In one of my favorite articles on this subject, Data Engineers vs. Data Scientists, author Jesse Anderson presents a juxtaposition between the skill sets of data scientists and engineers in the following graphic:
Figure 2: Diagram illustrating the core competencies of data scientists and data engineers and their overlapping skills. Image Credit: Jessie Anderson
He then presents the machine learning engineer as the middle ground between these two extremes:
Figure 3: Diagram illustrating where a machine learning engineer fits with a data scientist and data engineer. Image Credit: Jessie Anderson
While I adore this visualization and agree with many of the points raised in the article, particularly about how to correctly staff resources surrounding ML (Business leaders: Don’t hire a bunch of data scientists and expect “magic” to happen without engineering support!), when I think about my own career as someone who calls themselves a machine learning engineer this narrative of the data engineer who cross trains on data science side to end up as a hybrid between the two roles doesn’t particularly resonate with me.
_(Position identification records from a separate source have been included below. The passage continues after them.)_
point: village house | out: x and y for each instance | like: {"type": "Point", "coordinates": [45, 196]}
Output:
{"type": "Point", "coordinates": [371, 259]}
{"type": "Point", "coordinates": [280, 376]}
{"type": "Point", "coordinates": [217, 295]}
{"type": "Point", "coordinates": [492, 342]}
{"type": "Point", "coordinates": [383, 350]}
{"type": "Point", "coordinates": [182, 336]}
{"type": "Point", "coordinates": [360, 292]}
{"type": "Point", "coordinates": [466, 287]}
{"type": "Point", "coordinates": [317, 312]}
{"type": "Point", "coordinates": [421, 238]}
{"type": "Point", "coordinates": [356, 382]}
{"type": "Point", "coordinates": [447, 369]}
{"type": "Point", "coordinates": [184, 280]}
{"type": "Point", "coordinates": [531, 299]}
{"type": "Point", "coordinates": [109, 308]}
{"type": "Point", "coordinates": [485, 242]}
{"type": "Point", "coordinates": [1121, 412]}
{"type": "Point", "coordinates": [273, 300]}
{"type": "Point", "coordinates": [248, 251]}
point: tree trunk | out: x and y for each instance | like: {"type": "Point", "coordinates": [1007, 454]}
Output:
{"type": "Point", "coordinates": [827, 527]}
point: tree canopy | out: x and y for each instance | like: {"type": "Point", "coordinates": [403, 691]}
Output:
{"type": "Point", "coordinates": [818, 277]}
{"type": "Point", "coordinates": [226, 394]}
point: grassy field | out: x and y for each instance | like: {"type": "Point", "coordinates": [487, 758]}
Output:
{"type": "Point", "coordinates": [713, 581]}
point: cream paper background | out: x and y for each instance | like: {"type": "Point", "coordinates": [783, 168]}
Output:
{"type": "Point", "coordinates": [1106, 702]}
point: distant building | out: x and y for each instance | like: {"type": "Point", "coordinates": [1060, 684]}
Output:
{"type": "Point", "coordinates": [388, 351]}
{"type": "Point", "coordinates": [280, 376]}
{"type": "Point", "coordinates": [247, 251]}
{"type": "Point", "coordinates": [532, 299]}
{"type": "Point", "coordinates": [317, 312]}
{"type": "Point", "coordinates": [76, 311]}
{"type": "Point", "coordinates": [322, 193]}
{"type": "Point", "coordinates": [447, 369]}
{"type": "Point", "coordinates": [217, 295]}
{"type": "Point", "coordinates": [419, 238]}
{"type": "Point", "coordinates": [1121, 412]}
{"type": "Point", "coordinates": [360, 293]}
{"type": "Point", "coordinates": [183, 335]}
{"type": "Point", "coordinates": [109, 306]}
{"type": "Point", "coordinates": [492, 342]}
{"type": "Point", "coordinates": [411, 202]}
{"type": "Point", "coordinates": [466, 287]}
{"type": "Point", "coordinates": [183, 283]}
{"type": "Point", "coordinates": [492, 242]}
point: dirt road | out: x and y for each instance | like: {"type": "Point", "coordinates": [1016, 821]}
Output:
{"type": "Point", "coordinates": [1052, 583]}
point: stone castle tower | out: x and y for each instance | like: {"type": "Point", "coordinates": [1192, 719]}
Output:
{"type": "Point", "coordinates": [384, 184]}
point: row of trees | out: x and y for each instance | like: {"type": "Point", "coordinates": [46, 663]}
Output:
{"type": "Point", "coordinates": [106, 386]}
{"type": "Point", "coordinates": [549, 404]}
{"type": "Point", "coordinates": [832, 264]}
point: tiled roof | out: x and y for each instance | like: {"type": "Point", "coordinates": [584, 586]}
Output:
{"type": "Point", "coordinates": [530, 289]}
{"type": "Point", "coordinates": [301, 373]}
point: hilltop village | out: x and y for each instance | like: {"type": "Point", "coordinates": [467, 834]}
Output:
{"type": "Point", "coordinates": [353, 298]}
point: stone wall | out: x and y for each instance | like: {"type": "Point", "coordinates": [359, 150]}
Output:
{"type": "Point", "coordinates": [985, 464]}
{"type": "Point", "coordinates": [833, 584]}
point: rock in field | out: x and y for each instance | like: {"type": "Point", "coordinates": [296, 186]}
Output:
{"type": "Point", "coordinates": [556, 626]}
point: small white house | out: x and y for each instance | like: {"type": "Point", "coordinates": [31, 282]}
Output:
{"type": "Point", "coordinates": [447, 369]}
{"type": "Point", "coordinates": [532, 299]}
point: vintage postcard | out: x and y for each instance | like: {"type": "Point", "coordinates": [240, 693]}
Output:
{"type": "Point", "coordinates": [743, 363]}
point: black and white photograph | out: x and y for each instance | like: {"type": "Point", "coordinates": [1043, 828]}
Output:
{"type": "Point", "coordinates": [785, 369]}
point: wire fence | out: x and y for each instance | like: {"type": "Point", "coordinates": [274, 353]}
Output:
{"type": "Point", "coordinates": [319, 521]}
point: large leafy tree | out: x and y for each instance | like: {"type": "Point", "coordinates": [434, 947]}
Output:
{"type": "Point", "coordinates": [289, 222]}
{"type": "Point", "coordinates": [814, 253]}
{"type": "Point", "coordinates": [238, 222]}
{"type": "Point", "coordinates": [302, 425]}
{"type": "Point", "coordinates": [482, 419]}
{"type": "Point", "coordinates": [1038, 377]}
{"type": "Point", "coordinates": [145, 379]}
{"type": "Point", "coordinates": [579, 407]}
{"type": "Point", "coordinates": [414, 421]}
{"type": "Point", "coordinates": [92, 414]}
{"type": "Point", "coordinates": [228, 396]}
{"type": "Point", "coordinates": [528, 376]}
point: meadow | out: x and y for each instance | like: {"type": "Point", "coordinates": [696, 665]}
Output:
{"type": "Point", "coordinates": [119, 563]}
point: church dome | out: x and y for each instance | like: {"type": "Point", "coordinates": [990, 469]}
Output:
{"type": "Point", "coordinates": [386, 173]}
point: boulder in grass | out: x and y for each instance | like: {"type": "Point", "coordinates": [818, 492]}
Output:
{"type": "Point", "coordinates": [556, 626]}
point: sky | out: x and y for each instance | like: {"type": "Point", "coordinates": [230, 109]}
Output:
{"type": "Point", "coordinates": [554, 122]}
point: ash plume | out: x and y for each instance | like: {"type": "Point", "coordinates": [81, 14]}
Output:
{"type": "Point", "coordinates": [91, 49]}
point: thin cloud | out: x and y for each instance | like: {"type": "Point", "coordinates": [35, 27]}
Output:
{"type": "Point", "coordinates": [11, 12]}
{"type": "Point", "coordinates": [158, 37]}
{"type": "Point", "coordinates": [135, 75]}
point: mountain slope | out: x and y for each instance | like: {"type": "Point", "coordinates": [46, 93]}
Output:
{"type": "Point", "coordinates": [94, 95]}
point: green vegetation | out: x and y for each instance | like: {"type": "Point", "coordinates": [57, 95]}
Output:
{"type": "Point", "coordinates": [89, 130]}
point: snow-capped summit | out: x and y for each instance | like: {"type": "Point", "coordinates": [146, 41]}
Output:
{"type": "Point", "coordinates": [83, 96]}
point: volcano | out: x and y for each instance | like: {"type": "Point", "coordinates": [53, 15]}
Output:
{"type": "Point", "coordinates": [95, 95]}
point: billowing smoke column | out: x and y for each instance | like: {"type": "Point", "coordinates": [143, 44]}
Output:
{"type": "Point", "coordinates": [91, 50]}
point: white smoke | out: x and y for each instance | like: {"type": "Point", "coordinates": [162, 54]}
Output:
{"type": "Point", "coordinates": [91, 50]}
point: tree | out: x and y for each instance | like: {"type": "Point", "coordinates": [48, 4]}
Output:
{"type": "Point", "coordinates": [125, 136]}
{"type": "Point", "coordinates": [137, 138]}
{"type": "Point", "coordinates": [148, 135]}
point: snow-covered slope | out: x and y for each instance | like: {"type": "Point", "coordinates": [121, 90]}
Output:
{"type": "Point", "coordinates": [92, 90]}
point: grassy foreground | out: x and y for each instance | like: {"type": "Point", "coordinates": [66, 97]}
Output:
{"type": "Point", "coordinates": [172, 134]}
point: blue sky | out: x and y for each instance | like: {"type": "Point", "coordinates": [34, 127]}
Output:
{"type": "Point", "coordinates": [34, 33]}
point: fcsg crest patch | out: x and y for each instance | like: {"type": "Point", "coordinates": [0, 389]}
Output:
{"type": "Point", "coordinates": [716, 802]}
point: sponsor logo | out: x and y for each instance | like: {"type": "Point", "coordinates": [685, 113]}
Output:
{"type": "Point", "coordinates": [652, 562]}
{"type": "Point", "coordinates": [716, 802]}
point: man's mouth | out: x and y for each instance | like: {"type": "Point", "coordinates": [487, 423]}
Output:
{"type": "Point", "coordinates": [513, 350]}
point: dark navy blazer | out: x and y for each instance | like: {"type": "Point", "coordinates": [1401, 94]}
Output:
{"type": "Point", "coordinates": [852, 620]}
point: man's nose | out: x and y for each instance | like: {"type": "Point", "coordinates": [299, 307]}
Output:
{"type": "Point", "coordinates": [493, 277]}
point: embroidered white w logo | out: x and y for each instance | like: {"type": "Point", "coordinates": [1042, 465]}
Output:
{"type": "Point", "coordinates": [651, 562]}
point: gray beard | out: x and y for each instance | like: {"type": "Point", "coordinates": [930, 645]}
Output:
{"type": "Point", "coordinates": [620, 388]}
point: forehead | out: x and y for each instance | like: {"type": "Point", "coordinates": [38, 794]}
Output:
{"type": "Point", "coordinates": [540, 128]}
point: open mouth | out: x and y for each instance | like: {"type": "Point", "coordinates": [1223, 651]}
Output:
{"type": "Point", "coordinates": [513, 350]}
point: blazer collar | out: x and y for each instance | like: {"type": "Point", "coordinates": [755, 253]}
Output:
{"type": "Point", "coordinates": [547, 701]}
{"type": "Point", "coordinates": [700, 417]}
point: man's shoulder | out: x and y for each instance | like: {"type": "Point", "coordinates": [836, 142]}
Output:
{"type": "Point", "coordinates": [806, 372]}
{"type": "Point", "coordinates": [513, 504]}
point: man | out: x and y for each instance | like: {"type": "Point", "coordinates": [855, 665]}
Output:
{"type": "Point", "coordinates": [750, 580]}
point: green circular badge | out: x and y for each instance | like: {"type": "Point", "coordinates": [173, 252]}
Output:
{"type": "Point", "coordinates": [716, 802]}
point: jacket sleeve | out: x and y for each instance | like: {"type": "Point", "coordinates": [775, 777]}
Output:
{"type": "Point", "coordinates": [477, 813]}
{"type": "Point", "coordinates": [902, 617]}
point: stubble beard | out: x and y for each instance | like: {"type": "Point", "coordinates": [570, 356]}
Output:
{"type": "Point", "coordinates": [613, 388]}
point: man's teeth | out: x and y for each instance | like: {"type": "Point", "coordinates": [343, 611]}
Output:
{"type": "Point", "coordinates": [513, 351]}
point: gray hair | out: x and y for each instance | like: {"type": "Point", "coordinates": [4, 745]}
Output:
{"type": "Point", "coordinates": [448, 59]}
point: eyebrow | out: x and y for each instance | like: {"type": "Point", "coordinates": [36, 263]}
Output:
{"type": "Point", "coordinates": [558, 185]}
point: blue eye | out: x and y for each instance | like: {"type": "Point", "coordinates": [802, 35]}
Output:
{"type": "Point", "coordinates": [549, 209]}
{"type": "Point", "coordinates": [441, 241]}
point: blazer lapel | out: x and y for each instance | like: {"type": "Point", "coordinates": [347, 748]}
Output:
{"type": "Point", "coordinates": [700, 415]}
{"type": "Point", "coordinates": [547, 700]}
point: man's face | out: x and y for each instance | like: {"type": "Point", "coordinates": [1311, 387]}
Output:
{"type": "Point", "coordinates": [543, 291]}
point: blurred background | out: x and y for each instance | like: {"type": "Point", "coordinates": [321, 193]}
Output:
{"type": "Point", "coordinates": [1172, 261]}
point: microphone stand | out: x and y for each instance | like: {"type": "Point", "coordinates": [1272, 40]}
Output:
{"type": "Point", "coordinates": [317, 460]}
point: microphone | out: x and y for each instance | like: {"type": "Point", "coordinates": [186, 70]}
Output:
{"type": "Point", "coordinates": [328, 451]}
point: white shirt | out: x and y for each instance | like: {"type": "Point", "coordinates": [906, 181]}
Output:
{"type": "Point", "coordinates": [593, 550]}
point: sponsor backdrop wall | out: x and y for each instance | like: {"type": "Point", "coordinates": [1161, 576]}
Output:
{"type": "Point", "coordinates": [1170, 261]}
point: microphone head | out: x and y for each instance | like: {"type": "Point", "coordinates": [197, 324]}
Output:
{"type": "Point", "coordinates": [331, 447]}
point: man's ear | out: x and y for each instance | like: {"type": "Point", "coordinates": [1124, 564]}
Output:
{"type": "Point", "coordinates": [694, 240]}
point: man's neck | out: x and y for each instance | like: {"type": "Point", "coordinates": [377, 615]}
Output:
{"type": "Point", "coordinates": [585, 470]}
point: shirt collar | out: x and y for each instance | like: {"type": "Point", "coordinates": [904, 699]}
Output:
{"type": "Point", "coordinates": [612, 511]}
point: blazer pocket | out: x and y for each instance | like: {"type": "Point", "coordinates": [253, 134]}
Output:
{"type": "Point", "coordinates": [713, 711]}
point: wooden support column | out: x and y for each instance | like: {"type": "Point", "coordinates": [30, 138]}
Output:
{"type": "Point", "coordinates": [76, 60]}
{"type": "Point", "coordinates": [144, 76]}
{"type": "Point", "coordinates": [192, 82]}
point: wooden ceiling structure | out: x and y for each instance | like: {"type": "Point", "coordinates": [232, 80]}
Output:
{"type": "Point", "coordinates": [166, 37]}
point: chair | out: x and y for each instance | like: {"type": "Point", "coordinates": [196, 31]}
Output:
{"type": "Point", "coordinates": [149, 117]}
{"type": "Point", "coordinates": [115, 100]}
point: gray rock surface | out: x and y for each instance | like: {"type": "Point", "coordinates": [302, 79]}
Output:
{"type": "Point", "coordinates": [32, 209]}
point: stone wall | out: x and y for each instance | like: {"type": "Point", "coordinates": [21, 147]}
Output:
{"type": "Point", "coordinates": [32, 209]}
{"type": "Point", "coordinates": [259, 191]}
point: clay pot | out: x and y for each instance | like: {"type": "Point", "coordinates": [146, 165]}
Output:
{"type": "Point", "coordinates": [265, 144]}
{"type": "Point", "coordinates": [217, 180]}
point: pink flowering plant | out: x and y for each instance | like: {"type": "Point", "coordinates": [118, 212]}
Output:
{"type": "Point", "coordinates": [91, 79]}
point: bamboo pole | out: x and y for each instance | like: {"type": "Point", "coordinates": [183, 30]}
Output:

While it is tantalizingly elegant to place the machine learning engineer between a data scientist and data engineer I have found that the types of problems I tend to work on and solve day to day have much more in common with conventional software engineering than those I typically see data engineers work on, with some additional data science complexity added on top.
If I adopt the same overlapping skill diagram I find the following to be a much better representation of the type of work I do:
Figure 4: Diagram illustrating where a machine learning engineer fits with a data scientist and software engineer.
A Software Engineer with Data Science Know-How
When I think about the types of problems that I solve as an ML engineer they are usually formulated as something like this:
In response to an event (http request, or streaming event), fetch some data and send it to a model for inference and publish the result (either as an http response, or to a downstream event consumer).
A more concrete example might look something like this:
When the customer logs into our system (the event), grab their profile (the data), and display a personalized welcome message from our model on their homepage (the result).
If you think to yourself, “Hey that sounds like something a typical microservice architecture could solve!” you’d be right! As mentioned previously, the scale of the data needed at model inference time is typically not the scale of data at the time the model was trained. It’s single samples at a time not the large batches of data the model was trained on. It is true that there are production use cases for batch inference, but in my experience it’s almost always better to go with a streaming-based approach as you can fairly easily process records in batch through a streaming system (by batching the event consumer) but the inverse is not true.
The Machine Learning Engineer is the specialist in this sphere. They have the software engineering chops to build scalable and sustainable microservice architectures to deploy ML models as capabilities other engineering teams can leverage. They also have the Data Science know-how to interface with the data scientists, understand their requirements, and help develop the model training code into an engineering artifact.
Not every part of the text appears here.